- Other names: Toutiao Video (original name)
- Developer: ByteDance
- Initial release: May 2016; 9 years ago
- Operating system: iOS, Android
- Type: Video sharing
- License: Proprietary
- Website: www.ixigua.com

= Xigua Video =

Chinese live streaming video platform

Xigua Video (西瓜视频 (Xīguā Shìpín)) is a Chinese online video-sharing platform owned by ByteDance. Originally serving primarily as a sharing platform for Toutiao's user-created short videos, Xigua now also produces film and television content. Xigua Video continuously provides content to different audiences through personalized services. As of June 2020, the platform has 131 million monthly active users.

== History ==
Xigua Video was initially launched as Toutiao Video in May 2016.
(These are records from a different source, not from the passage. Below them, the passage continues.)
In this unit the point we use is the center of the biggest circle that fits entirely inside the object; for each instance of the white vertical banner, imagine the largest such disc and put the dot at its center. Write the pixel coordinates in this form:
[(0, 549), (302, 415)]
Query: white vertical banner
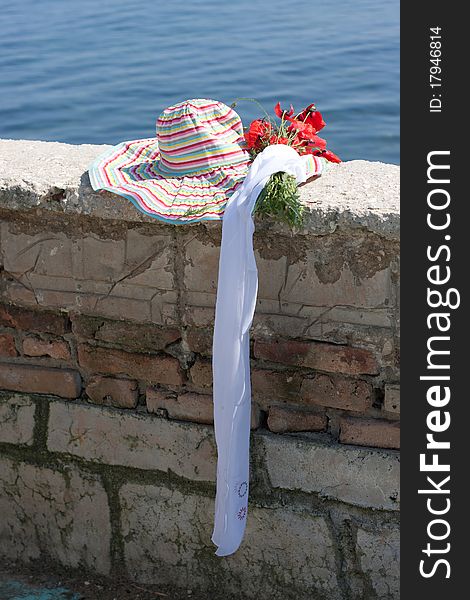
[(235, 306)]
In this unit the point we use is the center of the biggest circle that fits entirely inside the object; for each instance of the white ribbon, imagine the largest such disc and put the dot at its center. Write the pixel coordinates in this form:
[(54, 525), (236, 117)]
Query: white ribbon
[(235, 306)]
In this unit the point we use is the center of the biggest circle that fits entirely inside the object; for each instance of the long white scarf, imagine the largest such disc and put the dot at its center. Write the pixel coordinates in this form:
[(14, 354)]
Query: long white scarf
[(236, 299)]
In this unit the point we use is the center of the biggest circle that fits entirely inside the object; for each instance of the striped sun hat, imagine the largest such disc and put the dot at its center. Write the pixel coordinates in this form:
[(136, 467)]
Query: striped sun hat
[(185, 174)]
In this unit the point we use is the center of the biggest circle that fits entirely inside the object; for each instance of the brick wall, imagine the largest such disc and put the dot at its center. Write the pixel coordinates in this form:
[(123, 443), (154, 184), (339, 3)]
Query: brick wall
[(105, 361)]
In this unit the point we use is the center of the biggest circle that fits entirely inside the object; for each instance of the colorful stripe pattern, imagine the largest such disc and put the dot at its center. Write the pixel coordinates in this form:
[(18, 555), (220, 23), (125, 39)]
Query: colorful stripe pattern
[(188, 172)]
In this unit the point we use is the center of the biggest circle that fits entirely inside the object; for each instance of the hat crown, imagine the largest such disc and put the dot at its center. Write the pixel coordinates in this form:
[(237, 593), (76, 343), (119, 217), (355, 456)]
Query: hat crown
[(200, 135)]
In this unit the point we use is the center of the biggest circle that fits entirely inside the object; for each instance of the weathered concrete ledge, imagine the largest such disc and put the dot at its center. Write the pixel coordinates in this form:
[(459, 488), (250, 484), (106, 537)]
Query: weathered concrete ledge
[(106, 320), (52, 175)]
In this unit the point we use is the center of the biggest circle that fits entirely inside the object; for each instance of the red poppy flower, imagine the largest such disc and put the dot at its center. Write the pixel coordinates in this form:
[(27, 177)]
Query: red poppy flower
[(276, 139), (304, 130), (317, 143), (258, 129), (283, 113), (331, 156)]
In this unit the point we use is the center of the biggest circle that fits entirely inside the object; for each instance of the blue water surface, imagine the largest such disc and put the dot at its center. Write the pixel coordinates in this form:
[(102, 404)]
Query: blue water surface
[(101, 71)]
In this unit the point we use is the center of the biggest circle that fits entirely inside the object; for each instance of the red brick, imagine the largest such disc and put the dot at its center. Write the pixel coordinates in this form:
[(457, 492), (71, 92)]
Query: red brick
[(109, 391), (392, 399), (201, 375), (270, 386), (33, 320), (199, 340), (153, 369), (320, 356), (338, 392), (282, 419), (58, 349), (38, 380), (370, 432), (198, 408), (135, 336), (7, 345)]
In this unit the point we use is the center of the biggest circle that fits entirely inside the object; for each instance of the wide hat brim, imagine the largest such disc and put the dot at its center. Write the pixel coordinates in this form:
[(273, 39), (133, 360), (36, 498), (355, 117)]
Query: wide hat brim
[(132, 169)]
On June 8, 2017, Toutiao Video officially changed its name to Xigua Video and redesigned its logo. The name "Xigua" means "watermelon" and refers to the Chinese concept of "watermelon-eating crowd" (吃瓜群众 (chīguā qúnzhòng, eat melon group congregation)), meaning "onlookers who just casually enjoy their melons and watch events unfold without wanting to get involved."

In November 2017, the number of users exceeded 200 million.

On November 25, 2017, Xigua Video established a co-production fund to encourage content creation with an amount of RMB 2 billion.

In January 2018, Xigua Live went online. In the same month, Xigua Video launched the first season of online live quiz show Millionaire Heroes.

In April 2018, the user volume exceeded 350 million.

In September 2018, Xigua Video announced plans to develop film and television drama segments.

In October 2018, a new brand visual image was launched, with the release of the "Kaleidoscope Plan" and "Windmill Plan" to encourage high-quality content creation.

In August 2019, the third "Xigua PLAY" video carnival was held on a cruise ship, marking the beginning of the "era of great navigation" for video creators.

In December 2019, "Top Hero" (头号英雄), a nationwide interactive knowledge live answering activity, was launched jointly with "Toutiao" and "TikTok".

On October 20, 2020, the platform announced at an annual conference that it would invest at least RMB 2 billion to incentivize creators of "middle-form" videos in the coming year.

== Partnerships ==
In April 2020, Xigua Video announced a content cooperation deal with BBC Studios to jointly produce two documentaries, Hubble: The Wonders of Space Revealed and Primates, and show other BBC Studios content on Xigua. The platform also partnered with the Discovery Channel to air documentaries such as Man vs. Wild and Life After Chernobyl.

In April 2020, Moonbug Entertainment, a London-based company, announced a partnership with Xigua Video, making content from the Little Baby Bum brand available on the platform in both English and Mandarin.